I have some advice
I'm fairly new to sewing, myself, having only sewn for about a year and a few months, but I've learned a LOT! And I wish I knew now what I did know then.
First of all, very rarely do people fit commercial patterns straight out of the package, much like people rarely fit into ready to wear clothes off the rack. So, be sure to measure yourself! Also, most pattern companies make garments for women to be of a B cup, so if you are any bigger in that area, you will have to adjust the pattern, otherwise try and see if they have the pattern in bigger cup sizes, sometimes
they do. I suggest http://simplicity.com/index.cfm?page=fitHelp_main.html
this website for fitting and correct pattern sizes, which in most cases are 2-4 sizes off of your retail clothing size.
For jackets and tops you want a good armhole fit, so if your bust exceeds the B cup margin, then try for the high bust measurement if they don't have the pattern in bigger cup sizes. You will have to adjust it to get the right fit for your brazziere area, but that's not difficult. But since you have a knit top there in your pattern, that wont be much of a problem if you plan on making the shirt view (the different ways you can make them are called views). The skirt can get a little tricky, but it's not hard.

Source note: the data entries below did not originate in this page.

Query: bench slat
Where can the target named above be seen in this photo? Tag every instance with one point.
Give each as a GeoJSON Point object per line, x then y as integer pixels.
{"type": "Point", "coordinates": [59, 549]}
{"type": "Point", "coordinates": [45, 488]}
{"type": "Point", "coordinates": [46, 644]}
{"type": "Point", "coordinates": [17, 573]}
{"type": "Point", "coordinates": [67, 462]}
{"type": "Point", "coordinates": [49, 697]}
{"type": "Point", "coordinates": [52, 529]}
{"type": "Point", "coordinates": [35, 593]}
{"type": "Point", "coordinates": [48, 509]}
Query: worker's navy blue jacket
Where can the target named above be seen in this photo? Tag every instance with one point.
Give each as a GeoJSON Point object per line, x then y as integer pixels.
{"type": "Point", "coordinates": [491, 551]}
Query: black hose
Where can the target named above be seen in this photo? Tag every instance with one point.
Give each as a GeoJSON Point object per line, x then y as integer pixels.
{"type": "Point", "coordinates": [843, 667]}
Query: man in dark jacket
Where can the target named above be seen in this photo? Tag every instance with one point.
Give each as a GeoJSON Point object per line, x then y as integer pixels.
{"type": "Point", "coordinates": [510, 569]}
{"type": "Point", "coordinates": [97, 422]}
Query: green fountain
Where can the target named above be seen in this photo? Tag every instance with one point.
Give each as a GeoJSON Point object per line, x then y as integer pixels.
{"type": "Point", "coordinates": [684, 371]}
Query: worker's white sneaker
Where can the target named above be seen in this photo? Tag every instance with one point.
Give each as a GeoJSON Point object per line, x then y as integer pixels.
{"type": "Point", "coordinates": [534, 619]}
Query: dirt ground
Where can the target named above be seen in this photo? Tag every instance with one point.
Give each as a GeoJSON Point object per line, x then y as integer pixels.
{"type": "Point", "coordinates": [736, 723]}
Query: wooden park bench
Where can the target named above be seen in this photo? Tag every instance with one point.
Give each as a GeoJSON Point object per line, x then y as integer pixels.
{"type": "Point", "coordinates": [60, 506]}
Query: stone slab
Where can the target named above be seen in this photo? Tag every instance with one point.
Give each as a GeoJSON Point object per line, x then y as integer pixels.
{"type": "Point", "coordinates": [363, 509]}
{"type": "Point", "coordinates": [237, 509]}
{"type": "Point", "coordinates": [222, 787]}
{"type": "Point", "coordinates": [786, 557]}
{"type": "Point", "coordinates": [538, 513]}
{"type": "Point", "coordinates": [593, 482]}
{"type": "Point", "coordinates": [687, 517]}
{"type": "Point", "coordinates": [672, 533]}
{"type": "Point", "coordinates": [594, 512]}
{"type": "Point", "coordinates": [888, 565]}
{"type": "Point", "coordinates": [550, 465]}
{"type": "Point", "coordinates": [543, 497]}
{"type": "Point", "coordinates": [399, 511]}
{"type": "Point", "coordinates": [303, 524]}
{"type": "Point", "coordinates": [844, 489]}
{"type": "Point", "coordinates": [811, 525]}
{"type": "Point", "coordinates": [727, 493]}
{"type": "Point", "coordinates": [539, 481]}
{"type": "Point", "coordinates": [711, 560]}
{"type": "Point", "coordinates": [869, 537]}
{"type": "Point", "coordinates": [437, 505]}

So, all that being said, you're going to have to learn some sort of basic pattern adjustment throughout your sewing career. It's really not hard with the right tools and books/magazines to help you, it's just a little time consuming. The best part about it is , I've heard is that it gets easier with each peice you adjust. And really, it all depends on how far off the pattern is from you and what type of pattern you chose to make. If it has an elastic waistband or some such detail, you could get away with little to no alteration.

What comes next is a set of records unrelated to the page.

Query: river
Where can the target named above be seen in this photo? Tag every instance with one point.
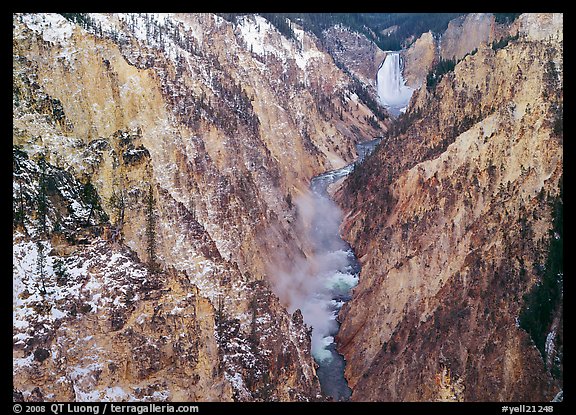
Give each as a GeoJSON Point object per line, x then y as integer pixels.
{"type": "Point", "coordinates": [339, 276]}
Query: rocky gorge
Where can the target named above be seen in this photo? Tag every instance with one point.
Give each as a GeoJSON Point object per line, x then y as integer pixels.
{"type": "Point", "coordinates": [162, 238]}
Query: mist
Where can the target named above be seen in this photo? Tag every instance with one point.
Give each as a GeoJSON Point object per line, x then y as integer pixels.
{"type": "Point", "coordinates": [316, 281]}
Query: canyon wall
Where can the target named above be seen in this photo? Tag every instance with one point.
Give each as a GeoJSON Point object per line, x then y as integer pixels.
{"type": "Point", "coordinates": [454, 219]}
{"type": "Point", "coordinates": [172, 145]}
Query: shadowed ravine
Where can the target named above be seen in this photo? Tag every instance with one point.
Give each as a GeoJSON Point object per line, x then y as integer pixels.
{"type": "Point", "coordinates": [338, 278]}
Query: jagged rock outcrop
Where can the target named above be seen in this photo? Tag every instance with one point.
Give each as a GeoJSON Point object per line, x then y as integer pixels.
{"type": "Point", "coordinates": [454, 219]}
{"type": "Point", "coordinates": [192, 134]}
{"type": "Point", "coordinates": [462, 36]}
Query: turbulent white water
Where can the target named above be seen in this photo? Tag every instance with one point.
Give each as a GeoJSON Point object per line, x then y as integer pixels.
{"type": "Point", "coordinates": [338, 275]}
{"type": "Point", "coordinates": [392, 89]}
{"type": "Point", "coordinates": [319, 283]}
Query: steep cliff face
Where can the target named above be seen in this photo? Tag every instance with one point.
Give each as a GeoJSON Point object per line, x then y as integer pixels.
{"type": "Point", "coordinates": [192, 134]}
{"type": "Point", "coordinates": [453, 220]}
{"type": "Point", "coordinates": [462, 36]}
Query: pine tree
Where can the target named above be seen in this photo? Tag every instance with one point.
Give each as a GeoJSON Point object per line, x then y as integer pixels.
{"type": "Point", "coordinates": [151, 230]}
{"type": "Point", "coordinates": [90, 196]}
{"type": "Point", "coordinates": [42, 209]}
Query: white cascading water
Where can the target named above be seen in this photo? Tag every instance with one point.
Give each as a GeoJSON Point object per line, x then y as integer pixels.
{"type": "Point", "coordinates": [392, 90]}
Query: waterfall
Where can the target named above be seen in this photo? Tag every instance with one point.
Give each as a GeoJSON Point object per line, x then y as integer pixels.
{"type": "Point", "coordinates": [392, 91]}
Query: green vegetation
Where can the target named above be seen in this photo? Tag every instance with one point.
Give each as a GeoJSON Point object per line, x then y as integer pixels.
{"type": "Point", "coordinates": [501, 43]}
{"type": "Point", "coordinates": [406, 26]}
{"type": "Point", "coordinates": [505, 18]}
{"type": "Point", "coordinates": [438, 71]}
{"type": "Point", "coordinates": [541, 303]}
{"type": "Point", "coordinates": [151, 241]}
{"type": "Point", "coordinates": [81, 19]}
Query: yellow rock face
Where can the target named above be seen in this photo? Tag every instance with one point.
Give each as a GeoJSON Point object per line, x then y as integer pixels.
{"type": "Point", "coordinates": [223, 134]}
{"type": "Point", "coordinates": [449, 214]}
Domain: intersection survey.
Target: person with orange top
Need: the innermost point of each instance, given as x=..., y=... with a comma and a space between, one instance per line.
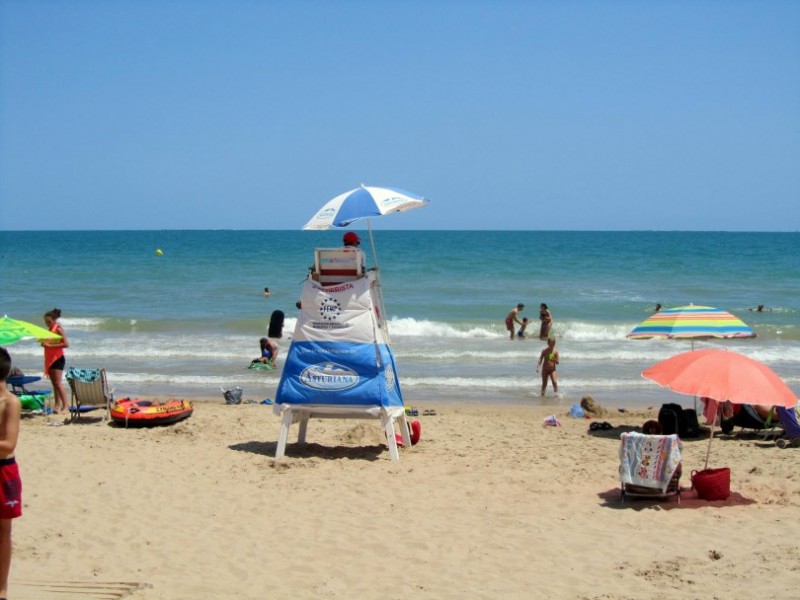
x=54, y=360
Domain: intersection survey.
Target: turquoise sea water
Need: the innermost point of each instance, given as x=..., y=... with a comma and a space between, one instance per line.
x=187, y=323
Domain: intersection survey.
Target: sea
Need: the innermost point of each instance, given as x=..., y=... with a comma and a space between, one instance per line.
x=186, y=321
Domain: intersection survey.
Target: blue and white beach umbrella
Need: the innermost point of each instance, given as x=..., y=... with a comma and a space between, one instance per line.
x=362, y=203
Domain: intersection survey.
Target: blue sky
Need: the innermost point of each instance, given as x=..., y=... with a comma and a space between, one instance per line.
x=506, y=115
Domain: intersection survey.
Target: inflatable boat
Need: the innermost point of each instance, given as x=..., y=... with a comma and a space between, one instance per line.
x=135, y=412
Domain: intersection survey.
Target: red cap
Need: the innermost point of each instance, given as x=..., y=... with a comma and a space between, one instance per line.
x=351, y=239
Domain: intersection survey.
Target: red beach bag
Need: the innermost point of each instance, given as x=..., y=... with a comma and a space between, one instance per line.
x=712, y=484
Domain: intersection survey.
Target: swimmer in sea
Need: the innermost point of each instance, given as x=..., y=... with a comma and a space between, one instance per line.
x=513, y=317
x=548, y=360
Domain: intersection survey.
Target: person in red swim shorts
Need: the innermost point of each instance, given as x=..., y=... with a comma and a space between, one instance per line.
x=512, y=318
x=10, y=482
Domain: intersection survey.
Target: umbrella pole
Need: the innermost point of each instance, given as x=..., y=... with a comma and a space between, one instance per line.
x=381, y=306
x=711, y=429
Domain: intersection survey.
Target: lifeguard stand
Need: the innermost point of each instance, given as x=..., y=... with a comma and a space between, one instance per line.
x=340, y=364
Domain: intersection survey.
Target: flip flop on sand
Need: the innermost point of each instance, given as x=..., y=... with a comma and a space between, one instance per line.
x=784, y=443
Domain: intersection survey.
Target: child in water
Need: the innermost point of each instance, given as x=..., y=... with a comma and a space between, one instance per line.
x=548, y=360
x=269, y=352
x=525, y=322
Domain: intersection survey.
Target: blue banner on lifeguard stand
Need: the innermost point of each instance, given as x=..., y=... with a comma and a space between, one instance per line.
x=339, y=353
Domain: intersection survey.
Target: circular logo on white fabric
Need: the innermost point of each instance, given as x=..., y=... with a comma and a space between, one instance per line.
x=329, y=308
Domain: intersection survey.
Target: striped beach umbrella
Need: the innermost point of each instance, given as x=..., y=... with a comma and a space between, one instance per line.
x=691, y=322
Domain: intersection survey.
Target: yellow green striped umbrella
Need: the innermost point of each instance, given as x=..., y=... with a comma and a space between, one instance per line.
x=692, y=322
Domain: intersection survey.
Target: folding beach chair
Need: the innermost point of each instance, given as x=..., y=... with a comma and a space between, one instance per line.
x=90, y=392
x=650, y=466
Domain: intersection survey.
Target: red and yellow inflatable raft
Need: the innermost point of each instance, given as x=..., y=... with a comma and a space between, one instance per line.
x=135, y=412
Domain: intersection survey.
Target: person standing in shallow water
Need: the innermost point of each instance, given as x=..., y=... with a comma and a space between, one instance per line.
x=513, y=317
x=54, y=360
x=547, y=321
x=548, y=361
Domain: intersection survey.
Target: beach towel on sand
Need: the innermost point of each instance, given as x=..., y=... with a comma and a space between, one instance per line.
x=648, y=460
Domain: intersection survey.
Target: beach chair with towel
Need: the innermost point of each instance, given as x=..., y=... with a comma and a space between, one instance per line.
x=650, y=466
x=89, y=388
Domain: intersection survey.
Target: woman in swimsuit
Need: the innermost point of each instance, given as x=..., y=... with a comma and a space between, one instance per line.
x=54, y=360
x=547, y=321
x=548, y=360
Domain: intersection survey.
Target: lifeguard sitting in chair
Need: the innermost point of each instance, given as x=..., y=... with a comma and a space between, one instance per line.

Also! Crucial - cutting pattern peices with your sharp fabric scissors is a big NO-NO if you want your scissors to last you a good while. I learned this the hard way, so now I cut my patterns out with little scissors like children use for paper, you know just normal small scissors for my small hands, and then I pin the pattern to the fabric and use my large fabric scissors to cut the fabric. And if you really get into sewing, some people use rotary cutters for this process. It goes much faster.
For multisized patterns, I've been told that you can save the extra sizes for the future, if you are worried about your shape changing, or if you plan on making it for someone else, that you can cut out along the biggest size (plus all the other sizes lines, you will see how they overlap and portrude where others dont) You don't want to cut any lines off if you want to keep the extra sizes. However, you can cut a snip through to the size you want, and fold back the unwated sizes and pin it down like that. I've started to do this.
And also, generally, yes, you do want to wash, preshrink and stretch your material before you sew it. Most people don't stretch it though. Just make sure when you buy the fabric, look on the bolt you choose, and on the end, look and see how you're supposed to wash and iron it. Then before you wash it, to prevent clogging and fraying, sew the ends of the fabric together. Zigzag works well. ALSO! Make sure you get the right needle size and thread size for the fabric, that can make a HUGE difference. For lighter fabrics, you want to use about an 11 needle, heavier there's sizes 14 and 16 needles. You also have to make sure you use sharp needles for woven fabrics, and blunt ones for knits. http://www.wwwearables.com/savvy/needles.htm
there's a site for that info.
I also recommend going to the library and checking out a beginner's sewing book, or just a general sewing info book. There are tons out there. Also Threads magazine just started a fitting series in the current issue, so if you care to, you can go to your fav magazine place and thumb through it or buy it.
Learning to sew straight, zigzag and curved lines can be difficult at first, so to start out, you can get some paper and draw some lines on it. Without threading the machine, try stitching through the paper on the lines you drew. Keep practicing that way so that you don't mess up the fabric you buy, also so you don't keep ripping out thread. And always "backstitch" and then sew forward. It would help you as well to find someone around you who sews. If you can't, you'll be able to teach yourself to sew! I did
Another thing - ALWAYS iron seams! It's called pressing, and that's all you do is press the seams open. It makes a WORLD of difference!
I've written a ton and a half here, so I'll leave it at that. Hope this helps, and try not to feel overwhelmed! Little steps
And here's one more link so that you can learn all about sewing basics before you leave the house http://www.taunton.com/threads/pages/th_feat_sewbas.asp
There's also a PDF I can send you on teaching yourself to sew if you'd like it, PM me.